Hershey A E, Dubielzig R R, Padilla M L, Helfand S C
Department of Medical Sciences, Oregon Cancer Center for Animals, College of Veterinary Medicine, Oregon State University, Magruder Hall, Corvallis, OR 97331, USA.
Vet Pathol. 2005 Nov;42(6):805-11. doi: 10.1354/vp.42-6-805.

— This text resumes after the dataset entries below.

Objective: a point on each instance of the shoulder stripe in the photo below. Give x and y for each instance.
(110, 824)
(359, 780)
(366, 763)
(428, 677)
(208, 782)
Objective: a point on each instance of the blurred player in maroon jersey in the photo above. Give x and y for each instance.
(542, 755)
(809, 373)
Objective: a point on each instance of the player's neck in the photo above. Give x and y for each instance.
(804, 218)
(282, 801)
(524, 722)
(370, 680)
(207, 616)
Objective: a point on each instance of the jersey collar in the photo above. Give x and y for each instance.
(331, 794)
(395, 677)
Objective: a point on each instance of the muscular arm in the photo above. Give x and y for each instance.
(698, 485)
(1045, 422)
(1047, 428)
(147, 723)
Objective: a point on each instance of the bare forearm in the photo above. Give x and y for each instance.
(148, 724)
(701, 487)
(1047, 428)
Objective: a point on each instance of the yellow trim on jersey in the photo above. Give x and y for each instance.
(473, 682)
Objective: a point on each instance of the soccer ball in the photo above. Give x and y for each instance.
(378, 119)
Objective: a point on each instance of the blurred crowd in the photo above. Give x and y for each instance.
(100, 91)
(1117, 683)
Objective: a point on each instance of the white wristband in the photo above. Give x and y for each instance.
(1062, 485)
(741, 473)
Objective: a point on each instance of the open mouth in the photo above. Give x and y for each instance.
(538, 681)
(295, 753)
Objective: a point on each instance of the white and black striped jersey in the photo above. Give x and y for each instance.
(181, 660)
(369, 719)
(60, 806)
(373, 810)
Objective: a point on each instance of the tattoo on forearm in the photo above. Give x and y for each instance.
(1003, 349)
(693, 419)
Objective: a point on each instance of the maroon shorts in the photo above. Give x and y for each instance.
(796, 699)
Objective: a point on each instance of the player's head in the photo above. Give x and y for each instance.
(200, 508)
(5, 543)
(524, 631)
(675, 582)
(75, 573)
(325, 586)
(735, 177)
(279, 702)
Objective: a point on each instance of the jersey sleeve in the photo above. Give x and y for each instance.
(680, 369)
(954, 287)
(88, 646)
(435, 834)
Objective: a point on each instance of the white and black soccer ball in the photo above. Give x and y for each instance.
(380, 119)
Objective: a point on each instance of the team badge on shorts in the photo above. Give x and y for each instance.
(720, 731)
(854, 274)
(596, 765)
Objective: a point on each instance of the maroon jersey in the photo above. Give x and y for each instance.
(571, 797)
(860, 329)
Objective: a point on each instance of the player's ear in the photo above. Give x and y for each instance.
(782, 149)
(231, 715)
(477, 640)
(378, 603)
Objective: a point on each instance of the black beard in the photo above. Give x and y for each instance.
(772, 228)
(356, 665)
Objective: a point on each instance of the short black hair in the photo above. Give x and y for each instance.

Eighty spontaneously occurring feline vaccine-associated sarcomas (VAS) were evaluated to determine the immunohistochemical expression of the tumor suppressor gene p53. Sixty-five of 80 VAS (81%) exhibited positive immunoreactivity with Mab240, a murine monoclonal antibody that specifically recognizes mutated p53. Only 44 of 81 tumors (55%) were positive with rabbit polyclonal antibody CM-1. CM-1 often yielded nonspecific staining of nonneoplastic tissues. Nonspecific staining was greatly reduced or absent with Mab240. Cytoplasmic staining for p53 was a consistent pattern of VAS, occurring in 44% of tumors evaluated. Cats with tumors that exhibited cytoplasmic p53 had significantly shorter time to tumor recurrence compared to those cats with tumors that exhibited nuclear p53 staining (P = 0.0284), but no significant difference in survival outcome was observed. Immunohistochemical detection of p53 offers a prognostic tool for VAS, and, because abnormal p53 expression appears to be a common feature of feline VAS, molecular targeting of mutant p53, may offer a promising new therapeutic opportunity for this cancer.
对80例自发产生的猫疫苗相关肉瘤(VAS)进行评估,以确定肿瘤抑制基因p53的免疫组化表达。80例VAS中有65例(81%)与Mab240呈阳性免疫反应,Mab240是一种特异性识别突变型p53的鼠单克隆抗体。81个肿瘤中只有44例(55%)对兔多克隆抗体CM-1呈阳性。CM-1常导致非肿瘤组织的非特异性染色。Mab240可大大减少或消除非特异性染色。p53的细胞质染色是VAS的一种一致模式,在所评估的肿瘤中有44%出现这种情况。与肿瘤表现为核p53染色的猫相比,肿瘤表现为细胞质p53的猫肿瘤复发时间显著缩短(P = 0.0284),但在生存结果方面未观察到显著差异。p53的免疫组化检测为VAS提供了一种预后工具,而且由于p53异常表达似乎是猫VAS的一个共同特征,对突变型p53进行分子靶向治疗可能为这种癌症提供一个有前景的新治疗机会。